Welcome to the September edition of our monthly VAT update, including a selection of news and updates relating to the world of VAT.
Best judgement assessment: not irrational or capricious (just decisive and delicious)
Best judgement assessment cases are often rather lengthy decisions. At 13 pages this example is shorter than most and clearly shows what levels of proof HMRC has to establish.
The taxpayer ran two Subway franchises. An HMRC officer was allocated the business for a standard control visit. Reviewing the returns, they established that the taxpayer treated 58% of sales as standard rated. The officer (who had visited several Subway franchises) thought this was low so conducted several 'test purchases'. The till receipts indicated incorrect VAT treatment (including charging VAT on takeaway cookies, which was a problem for the whole Subway business in late 2018).
Examination of the Z readings from the tills gave further cause for concern and two invigilation checks were made at both sites. This is where HMRC officers observe sales and till operations during a typical working day.
Following these exercises, HMRC issued an assessment in July 2019 initially for £214,854. This was revised down to £144,383. The periods assessed were from 05/15 to 02/19. This was another point appealed - that a number of the periods were out of time, but the tribunal decided that the information required to raise the assessment was not fully gathered until early 2019 so was within time. The fact that HMRC had done a VAT visit in 2016 - where no issues were raised - was not seen as grounds to contest this later assessment.

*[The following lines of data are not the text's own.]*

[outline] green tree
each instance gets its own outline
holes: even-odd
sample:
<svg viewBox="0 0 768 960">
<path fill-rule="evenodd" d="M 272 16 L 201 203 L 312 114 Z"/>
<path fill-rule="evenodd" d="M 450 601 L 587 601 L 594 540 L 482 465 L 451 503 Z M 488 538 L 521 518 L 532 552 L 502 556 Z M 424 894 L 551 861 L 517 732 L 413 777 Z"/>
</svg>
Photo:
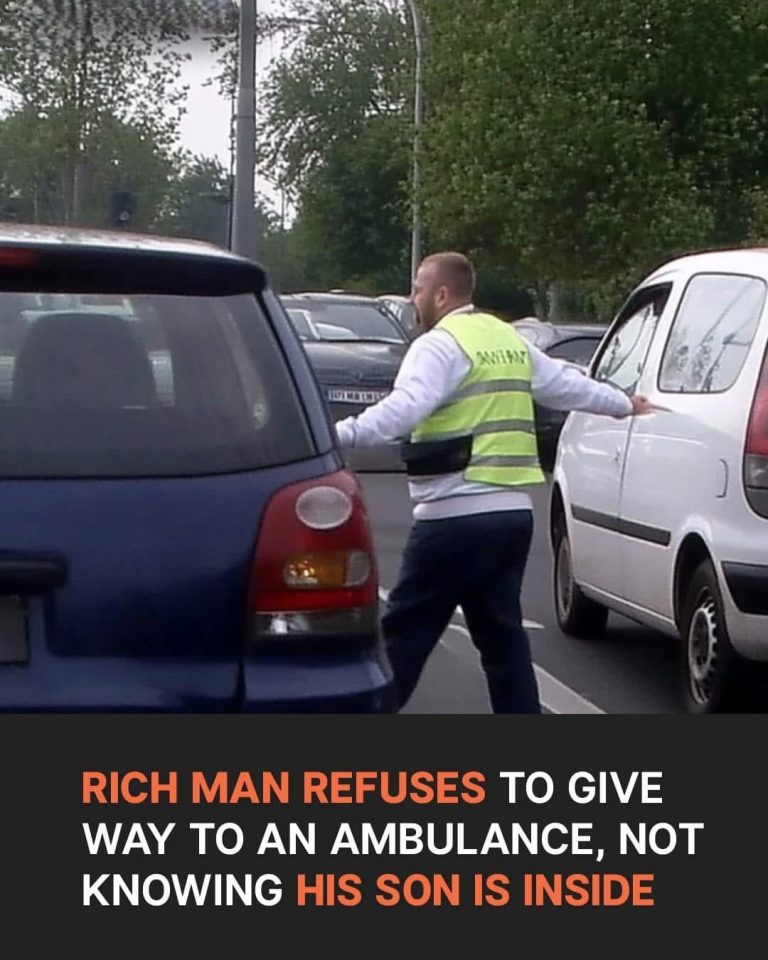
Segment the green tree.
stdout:
<svg viewBox="0 0 768 960">
<path fill-rule="evenodd" d="M 667 257 L 744 239 L 766 177 L 765 0 L 425 7 L 441 242 L 606 311 Z"/>
<path fill-rule="evenodd" d="M 37 132 L 58 163 L 50 209 L 62 222 L 83 222 L 89 151 L 107 142 L 106 126 L 171 148 L 186 94 L 183 44 L 226 29 L 227 18 L 213 0 L 0 0 L 0 84 L 24 123 L 46 121 Z"/>
<path fill-rule="evenodd" d="M 232 184 L 222 163 L 211 157 L 177 154 L 153 231 L 174 237 L 229 246 Z M 268 254 L 267 241 L 278 231 L 277 215 L 262 196 L 256 197 L 257 247 Z"/>
<path fill-rule="evenodd" d="M 262 169 L 297 211 L 305 285 L 408 282 L 412 42 L 399 2 L 309 0 L 262 96 Z"/>
<path fill-rule="evenodd" d="M 172 161 L 146 130 L 102 113 L 83 139 L 79 170 L 82 226 L 114 226 L 115 196 L 134 197 L 132 229 L 148 229 L 163 203 Z M 57 117 L 31 107 L 0 119 L 0 197 L 6 216 L 36 223 L 66 220 L 66 146 Z M 0 214 L 2 216 L 2 214 Z"/>
</svg>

The burden of proof is always on HMRC for best judgement assessments, which the tribunal agreed that HMRC had met.
This raises two important points:
- A VAT visit that results in no assessment is not a clean bill of health so HMRC can revisit those periods at a later date; and
- Taxpayers should have a programme of monitoring methods of recording and posting transactions to confirm that the VAT returns are accurate.
With ex-departmental employees, our VAT Team can assist in reviewing the VAT treatment and recording of transaction data. Please contact Ian Marrow for further details.
Credit notes: can I get a witness
A training company went into liquidation. Its supplies did not qualify for exemption so were standard rated. After being liquidated, it issued credit notes for students where the course was unfinished. The VAT on these credit notes resulted in a claim of over £750,000 of VAT.
At the hearing it was established that the courses were completed by another entity, and that credit notes were being issued in the names of students whose courses were completed before the business went into liquidation. It also seemed that no monies were repaid to the students receiving the credit notes.
The evidence of the liquidator was found to be 'largely unreliable' and therefore the quantum of the assessment was not challenged by the evidence given.
Plastic Packaging Tax: mind the gap
HMRC estimated that about 200,000 businesses would need to register and account for Plastic Packaging Tax (PPT). So far, only about 5% of that number have registered, so HMRC is looking for any obvious businesses that may have forgotten to register.
The tax applies to businesses that manufacture or import relevant plastic packaging components or import packaged goods into the UK. For more information, read our article: Who needs to pay the Plastic Packaging Tax?
If you believe that you have an obligation to register (or want to confirm that you don’t) please contact Ian Marrow.
So long CHIEF
The Customs Handling of Import and Export Freight (CHIEF) is drawing to a close. The system is 30+ years old and not fit for purpose (or HMRC no longer has anyone who can fix it).
Therefore, businesses importing goods will need to transfer to the new Customs Declaration Service (CDS) by 30 September 2022 and for exports by March 2023.
HMRC says that it has written to all affected businesses to ensure that they are signed up for CDS and avoid severe delays on importing and/or exporting goods.
This would also be a good time to review any duty deferment accounts that the business may have. Certain deferments no longer require fiscal guarantees so may be cheaper.
Too late for Forest
Nottingham Forest Football Club was assessed by HMRC for £345,561 on 29 April 2019. The taxpayer argued that the facts required for HMRC to make the assessment were known to them by 20 April 2018.
These dates are key because HMRC is 'time barred' from issuing assessments more than 12 months after it has the information sufficient for the assessment to be raised; commonly referred to as the 'knowledge of facts' test. HMRC said that the relevant information was on a data stick that was given to them on 9 May 2018.
In these cases, the onus is on the taxpayer to show when HMRC had the relevant information. In this case, the club was unable to convince the tribunal that HMRC was outside the 12-month time limit, so the assessment stands.
It’s important to note that if HMRC has taken more than 12 months to issue a VAT assessment then you have grounds to challenge that assessment.